When I’m just packing my things away she shuffles into the kitchen and says, ‘You sit down, love, and I’ll put the kettle on, and we can have one of our nice chats.’
So I go into the living room and sit on the very edge of the settee. I can hear her clinking about with cups and spoons. After a few minutes she comes back in and hands me a cup and saucer. The water has a swirl of brown in it.
Then she goes to the dresser drawer and takes out a white envelope and hands it to me.
‘There you are, love’, she says, and I smile and sip my tea so that I don’t have to say anything. I know she’ll rattle on anyway. ‘More use to you than me! What have I got to spend it on, eh? I don’t need much.’ I hum to show her I’m listening. ‘Still, I don’t know where it all goes! Here and there, must be. You know how it is. And I don’t remember what I’ve spent and when. My son gets terribly cross when I can’t remember. He says there’s no way I can spend so much and not remember.’
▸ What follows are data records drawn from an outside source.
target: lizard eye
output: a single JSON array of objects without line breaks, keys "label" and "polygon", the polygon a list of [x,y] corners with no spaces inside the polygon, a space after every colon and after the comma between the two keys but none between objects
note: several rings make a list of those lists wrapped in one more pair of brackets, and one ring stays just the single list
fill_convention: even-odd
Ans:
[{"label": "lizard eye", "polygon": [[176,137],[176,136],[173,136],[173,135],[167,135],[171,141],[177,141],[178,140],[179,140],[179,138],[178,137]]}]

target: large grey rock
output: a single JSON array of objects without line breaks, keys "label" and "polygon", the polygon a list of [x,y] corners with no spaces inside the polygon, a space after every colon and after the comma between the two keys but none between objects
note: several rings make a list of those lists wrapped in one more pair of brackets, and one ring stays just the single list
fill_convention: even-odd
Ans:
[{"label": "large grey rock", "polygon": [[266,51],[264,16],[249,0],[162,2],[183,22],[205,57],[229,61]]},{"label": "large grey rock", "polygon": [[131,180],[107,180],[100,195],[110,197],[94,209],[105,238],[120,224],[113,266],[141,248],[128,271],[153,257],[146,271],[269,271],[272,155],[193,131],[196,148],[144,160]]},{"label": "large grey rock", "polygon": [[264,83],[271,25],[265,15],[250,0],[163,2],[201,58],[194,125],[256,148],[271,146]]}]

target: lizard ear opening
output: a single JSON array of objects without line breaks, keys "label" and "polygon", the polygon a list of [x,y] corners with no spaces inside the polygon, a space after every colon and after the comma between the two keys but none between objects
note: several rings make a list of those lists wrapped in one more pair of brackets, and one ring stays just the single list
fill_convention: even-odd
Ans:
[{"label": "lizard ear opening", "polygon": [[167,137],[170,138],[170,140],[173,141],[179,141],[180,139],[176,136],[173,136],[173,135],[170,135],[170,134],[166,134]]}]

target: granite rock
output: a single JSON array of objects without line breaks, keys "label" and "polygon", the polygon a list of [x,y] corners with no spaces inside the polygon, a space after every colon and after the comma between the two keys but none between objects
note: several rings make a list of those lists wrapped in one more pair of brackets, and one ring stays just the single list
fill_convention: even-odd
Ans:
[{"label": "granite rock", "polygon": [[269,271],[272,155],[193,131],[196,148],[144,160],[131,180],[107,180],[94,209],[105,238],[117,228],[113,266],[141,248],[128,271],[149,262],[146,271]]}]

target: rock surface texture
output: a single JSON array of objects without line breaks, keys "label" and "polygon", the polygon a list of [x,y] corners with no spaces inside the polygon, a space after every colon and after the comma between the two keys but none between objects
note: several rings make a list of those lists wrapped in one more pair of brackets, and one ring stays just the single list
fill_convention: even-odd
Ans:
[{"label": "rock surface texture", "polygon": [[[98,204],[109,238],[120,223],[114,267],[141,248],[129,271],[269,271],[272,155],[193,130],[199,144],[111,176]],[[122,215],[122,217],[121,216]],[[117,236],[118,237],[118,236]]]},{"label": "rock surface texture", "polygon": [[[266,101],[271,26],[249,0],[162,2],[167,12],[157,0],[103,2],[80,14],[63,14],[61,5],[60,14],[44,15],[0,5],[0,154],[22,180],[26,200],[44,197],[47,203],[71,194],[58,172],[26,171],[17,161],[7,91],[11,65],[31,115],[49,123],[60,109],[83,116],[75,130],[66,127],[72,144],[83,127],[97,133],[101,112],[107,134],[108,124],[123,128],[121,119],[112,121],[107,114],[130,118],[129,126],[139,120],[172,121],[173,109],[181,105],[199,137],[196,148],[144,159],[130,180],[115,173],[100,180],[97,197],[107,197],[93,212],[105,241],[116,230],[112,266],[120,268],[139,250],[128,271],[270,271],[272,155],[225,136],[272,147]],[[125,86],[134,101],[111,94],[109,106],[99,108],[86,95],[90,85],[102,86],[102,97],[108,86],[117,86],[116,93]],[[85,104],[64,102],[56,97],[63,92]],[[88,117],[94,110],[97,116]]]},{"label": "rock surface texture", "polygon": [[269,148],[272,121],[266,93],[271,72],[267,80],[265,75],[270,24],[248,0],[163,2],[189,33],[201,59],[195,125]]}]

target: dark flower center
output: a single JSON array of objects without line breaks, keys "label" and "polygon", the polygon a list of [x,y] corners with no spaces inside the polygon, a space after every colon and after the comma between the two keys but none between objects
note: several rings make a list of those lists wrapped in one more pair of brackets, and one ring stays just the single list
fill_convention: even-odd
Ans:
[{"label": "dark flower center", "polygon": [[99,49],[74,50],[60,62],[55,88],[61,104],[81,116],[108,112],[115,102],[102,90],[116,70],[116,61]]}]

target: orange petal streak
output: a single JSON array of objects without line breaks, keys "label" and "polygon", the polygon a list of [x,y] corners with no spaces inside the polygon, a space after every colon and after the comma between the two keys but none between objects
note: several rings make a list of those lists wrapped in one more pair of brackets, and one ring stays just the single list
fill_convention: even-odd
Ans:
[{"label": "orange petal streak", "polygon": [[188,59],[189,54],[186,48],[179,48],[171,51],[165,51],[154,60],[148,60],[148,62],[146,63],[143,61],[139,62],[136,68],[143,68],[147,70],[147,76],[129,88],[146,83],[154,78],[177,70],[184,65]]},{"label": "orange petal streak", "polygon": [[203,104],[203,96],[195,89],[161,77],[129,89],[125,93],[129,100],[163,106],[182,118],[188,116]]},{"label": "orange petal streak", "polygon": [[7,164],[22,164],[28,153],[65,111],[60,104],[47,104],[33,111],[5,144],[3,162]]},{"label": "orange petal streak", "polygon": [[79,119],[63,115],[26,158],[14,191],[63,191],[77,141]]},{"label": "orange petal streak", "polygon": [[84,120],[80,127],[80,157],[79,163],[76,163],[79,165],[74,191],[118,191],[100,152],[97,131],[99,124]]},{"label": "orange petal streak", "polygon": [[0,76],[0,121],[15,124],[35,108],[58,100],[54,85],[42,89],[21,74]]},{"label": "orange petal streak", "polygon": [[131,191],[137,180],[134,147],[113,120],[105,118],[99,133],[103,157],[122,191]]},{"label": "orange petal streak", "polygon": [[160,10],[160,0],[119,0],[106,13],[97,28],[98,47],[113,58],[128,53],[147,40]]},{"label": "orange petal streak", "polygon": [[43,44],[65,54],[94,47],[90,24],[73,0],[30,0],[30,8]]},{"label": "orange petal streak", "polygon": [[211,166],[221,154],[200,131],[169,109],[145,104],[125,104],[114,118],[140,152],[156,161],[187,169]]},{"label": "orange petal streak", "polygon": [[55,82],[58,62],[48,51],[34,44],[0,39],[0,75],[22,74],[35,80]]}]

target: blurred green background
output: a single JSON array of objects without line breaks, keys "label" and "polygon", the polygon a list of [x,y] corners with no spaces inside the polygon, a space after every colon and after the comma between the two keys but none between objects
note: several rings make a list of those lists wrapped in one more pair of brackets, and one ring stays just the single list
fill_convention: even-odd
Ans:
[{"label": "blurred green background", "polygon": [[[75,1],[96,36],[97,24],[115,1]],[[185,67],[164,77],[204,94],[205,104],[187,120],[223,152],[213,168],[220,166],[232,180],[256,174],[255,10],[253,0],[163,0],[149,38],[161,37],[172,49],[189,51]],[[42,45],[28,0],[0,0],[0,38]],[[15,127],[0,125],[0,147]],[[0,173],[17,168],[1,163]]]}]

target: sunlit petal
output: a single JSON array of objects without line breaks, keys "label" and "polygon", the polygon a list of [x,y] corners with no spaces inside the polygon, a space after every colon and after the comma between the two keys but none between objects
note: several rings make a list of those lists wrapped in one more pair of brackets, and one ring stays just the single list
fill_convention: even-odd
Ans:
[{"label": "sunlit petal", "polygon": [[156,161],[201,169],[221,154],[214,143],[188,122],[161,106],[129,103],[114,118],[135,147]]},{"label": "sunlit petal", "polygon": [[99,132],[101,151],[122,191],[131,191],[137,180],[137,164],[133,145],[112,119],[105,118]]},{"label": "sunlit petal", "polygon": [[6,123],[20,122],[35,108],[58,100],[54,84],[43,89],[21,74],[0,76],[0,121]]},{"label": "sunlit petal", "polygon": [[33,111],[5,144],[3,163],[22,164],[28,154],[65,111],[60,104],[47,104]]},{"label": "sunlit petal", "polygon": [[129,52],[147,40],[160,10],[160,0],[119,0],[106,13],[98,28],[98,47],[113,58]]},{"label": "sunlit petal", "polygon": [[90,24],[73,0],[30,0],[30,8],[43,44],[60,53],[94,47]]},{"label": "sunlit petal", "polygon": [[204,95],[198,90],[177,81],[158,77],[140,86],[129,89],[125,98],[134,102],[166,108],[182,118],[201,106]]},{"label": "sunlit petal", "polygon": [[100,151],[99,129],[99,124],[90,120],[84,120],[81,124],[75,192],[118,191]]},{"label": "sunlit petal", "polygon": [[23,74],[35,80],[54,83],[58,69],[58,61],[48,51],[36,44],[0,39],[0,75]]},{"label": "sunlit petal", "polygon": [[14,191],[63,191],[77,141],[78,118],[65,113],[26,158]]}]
I gulp my tea again, smile and shrug. When the cuckoo clock goes off she’ll want her lunch and then I can leave. Should only be a couple more minutes. She speaks slowly. Sometimes it takes her a long time to find the word she’s looking for.
‘He says I’d remember if I spent an extra hundred pounds a week. I say I don’t remember things that well anymore. He shouldn’t worry. I hate it when he worries. But he says he thinks there’s something funny going on. I don’t know what he means, poor lamb. I never know what he’s on about. But still, he said that he was going to do something about it, to make sure. Said he’d be more comfortable if he has proof. So, do you know what he did, love? He came round last night and put a video camera in the bedroom! Well, I wasn’t happy about that, and I told him so. I don’t like to think of someone watching me sleeping at night! He’s got it hooked up to his computer at home recording everything I do in there. It’s not right. I had to get dressed in the bathroom this morning. He says it’s for my safety, though, and when he gets something into his head there’s no moving him.’
The cuckoo clock on the wall starts up.